Industry blames the education system for not producing the 'finished work-ready goods', while the education sector bemoans the lack of industry support - from shaping curricula to offering the work placements through education that will open young people's eyes to the reality of work. They're both right, and I hope UBP will help cement some of the links that are clearly lacking.
For me though, one of the most disconcerting aspects of the past two years has been the disconnect in what academia is, and should be, about. For me, teaching the next generation and opening their minds so that they can make the bridge into a career is the vital aspect. I put everything of myself into that part of university life - yet it actually counts for nothing on my PhD.
While internal student satisfaction and, increasingly the National Student Survey play a part in grading the department and attracting students, our funding is based on the quality of published research - written by academics for academics and largely read by three old men and a dog. Teaching is secondary and lecturers are recruited into the department on the basis of the the funding their research will attract. There's a fundamental dichotomy here. True, some great researchers are also great teachers but it's by no means always the case. At the moment, great teaching doesn't attract funding and so there's little incentive for departments to recruit staff members who will make the student experience truly memorable. If it happens now, it's by luck not judgement.
The next generation is not attracted to study in our institutions by the scholarly articles we publish (ok, I've only published one...and a review) but will increasingly be attracted by the electronic word-of-mouth of social media - the views of current students - and by tracking where our graduates end up in their working lives. We are not an end in ourselves. For the next generation of students, employability will be far more a pressing reason to choose or reject a department than the research interests of the faculty.
So where am I heading with this?
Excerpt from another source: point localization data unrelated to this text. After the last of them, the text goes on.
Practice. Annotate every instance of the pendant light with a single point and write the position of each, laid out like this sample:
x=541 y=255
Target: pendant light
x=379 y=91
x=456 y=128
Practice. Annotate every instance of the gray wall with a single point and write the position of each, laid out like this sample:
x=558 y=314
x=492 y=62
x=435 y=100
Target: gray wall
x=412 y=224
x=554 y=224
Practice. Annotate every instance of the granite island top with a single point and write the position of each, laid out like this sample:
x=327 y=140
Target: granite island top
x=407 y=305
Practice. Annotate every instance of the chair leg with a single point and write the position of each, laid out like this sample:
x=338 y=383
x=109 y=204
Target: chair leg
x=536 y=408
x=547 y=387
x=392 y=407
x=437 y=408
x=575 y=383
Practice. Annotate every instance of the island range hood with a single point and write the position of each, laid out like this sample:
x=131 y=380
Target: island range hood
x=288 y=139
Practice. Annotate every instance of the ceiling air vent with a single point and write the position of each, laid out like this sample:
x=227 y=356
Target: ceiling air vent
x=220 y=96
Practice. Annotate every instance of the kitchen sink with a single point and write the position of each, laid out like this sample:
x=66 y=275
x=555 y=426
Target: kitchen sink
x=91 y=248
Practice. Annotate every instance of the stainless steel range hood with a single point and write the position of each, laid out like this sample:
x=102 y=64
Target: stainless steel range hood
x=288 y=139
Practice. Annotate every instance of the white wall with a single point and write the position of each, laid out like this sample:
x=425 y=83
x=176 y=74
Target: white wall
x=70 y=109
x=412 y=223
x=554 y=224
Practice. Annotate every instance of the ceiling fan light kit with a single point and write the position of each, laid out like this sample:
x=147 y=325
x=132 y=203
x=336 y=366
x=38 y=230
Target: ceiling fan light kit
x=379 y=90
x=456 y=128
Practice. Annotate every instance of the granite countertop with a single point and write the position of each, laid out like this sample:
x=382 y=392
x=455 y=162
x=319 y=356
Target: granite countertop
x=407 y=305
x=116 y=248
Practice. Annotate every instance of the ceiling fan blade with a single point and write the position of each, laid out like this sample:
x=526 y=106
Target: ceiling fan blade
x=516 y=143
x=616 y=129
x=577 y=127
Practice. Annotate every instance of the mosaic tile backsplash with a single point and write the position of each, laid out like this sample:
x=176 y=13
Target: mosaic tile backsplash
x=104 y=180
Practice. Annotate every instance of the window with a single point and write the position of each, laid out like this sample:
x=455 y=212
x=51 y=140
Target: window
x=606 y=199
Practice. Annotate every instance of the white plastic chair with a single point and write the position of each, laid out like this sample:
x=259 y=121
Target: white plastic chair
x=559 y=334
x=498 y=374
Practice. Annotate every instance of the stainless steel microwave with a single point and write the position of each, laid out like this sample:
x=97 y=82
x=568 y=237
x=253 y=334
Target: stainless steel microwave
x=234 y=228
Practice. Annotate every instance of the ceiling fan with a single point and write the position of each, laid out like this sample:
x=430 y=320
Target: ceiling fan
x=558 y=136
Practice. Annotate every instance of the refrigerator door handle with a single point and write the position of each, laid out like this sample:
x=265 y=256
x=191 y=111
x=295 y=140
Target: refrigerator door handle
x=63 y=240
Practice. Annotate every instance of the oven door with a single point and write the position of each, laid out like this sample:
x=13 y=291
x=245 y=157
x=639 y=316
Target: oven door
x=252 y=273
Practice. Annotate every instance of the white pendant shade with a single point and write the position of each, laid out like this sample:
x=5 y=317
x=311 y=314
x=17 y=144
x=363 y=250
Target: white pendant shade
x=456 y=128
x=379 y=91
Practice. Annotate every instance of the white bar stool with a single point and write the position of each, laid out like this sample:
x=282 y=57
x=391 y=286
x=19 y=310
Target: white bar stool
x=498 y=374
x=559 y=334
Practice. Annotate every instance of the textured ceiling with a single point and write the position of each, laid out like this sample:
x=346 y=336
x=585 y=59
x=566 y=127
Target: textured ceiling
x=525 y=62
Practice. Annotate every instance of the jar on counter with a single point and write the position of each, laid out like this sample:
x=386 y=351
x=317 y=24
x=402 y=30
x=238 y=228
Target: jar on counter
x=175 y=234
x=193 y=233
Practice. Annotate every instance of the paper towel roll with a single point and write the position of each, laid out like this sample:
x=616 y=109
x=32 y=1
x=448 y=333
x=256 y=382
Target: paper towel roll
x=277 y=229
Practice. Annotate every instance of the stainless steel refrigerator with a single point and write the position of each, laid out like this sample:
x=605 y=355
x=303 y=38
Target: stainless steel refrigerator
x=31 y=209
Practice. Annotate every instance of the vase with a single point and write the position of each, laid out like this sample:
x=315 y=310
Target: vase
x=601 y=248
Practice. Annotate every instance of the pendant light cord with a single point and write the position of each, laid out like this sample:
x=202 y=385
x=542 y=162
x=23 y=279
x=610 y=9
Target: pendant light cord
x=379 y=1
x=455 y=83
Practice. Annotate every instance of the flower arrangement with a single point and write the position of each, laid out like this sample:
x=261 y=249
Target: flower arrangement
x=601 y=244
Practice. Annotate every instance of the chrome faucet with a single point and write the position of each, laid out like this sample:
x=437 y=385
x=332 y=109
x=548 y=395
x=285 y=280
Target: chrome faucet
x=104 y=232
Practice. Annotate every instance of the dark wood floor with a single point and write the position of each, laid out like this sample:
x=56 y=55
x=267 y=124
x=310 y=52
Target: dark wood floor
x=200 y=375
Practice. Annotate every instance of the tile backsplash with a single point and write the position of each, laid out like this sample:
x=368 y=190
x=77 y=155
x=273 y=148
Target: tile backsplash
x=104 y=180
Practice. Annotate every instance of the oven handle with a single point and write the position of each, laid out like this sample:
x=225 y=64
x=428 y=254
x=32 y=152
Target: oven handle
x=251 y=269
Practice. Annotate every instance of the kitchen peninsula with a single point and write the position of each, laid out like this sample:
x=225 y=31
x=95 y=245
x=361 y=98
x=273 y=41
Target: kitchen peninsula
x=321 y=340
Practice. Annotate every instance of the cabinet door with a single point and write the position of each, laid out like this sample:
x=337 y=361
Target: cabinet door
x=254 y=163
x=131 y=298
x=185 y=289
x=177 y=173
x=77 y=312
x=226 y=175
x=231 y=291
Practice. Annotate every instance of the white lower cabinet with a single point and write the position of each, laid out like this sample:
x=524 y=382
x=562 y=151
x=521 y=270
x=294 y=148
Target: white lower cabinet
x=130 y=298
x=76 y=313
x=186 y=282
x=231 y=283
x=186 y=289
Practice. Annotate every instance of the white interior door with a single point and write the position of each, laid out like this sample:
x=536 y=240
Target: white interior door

Well, I'm beginning to draw my conclusions. In brief, they are:
- Providing funding to departments only on the basis of research devalues the teaching experience and is unsustainable in a new era of growing student choice
- Students want good teaching and more informed contact time - most don't give a toss about the department's reputation for scholarly research
- The university experience has to add another layer: subject specialist excellence has to remain at the forefront, but especially in non-vocational subjects, there needs to be a far greater emphasis on supporting students across the transition from school to university and then from university into work
- Industry/university partnerships are not a dirty concept - they will become ever-more essential and need to break out of the narrow confines of law firm - law department and 'big four' - business school and embrace all departments and all types of industrial and commercial organisation
- Teaching experience and skill should be a measured and rewarded aspect of PhD study for any researcher contemplating an academic career
- We need to instill greater discipline in students at university level - not to do so is bad for everyone.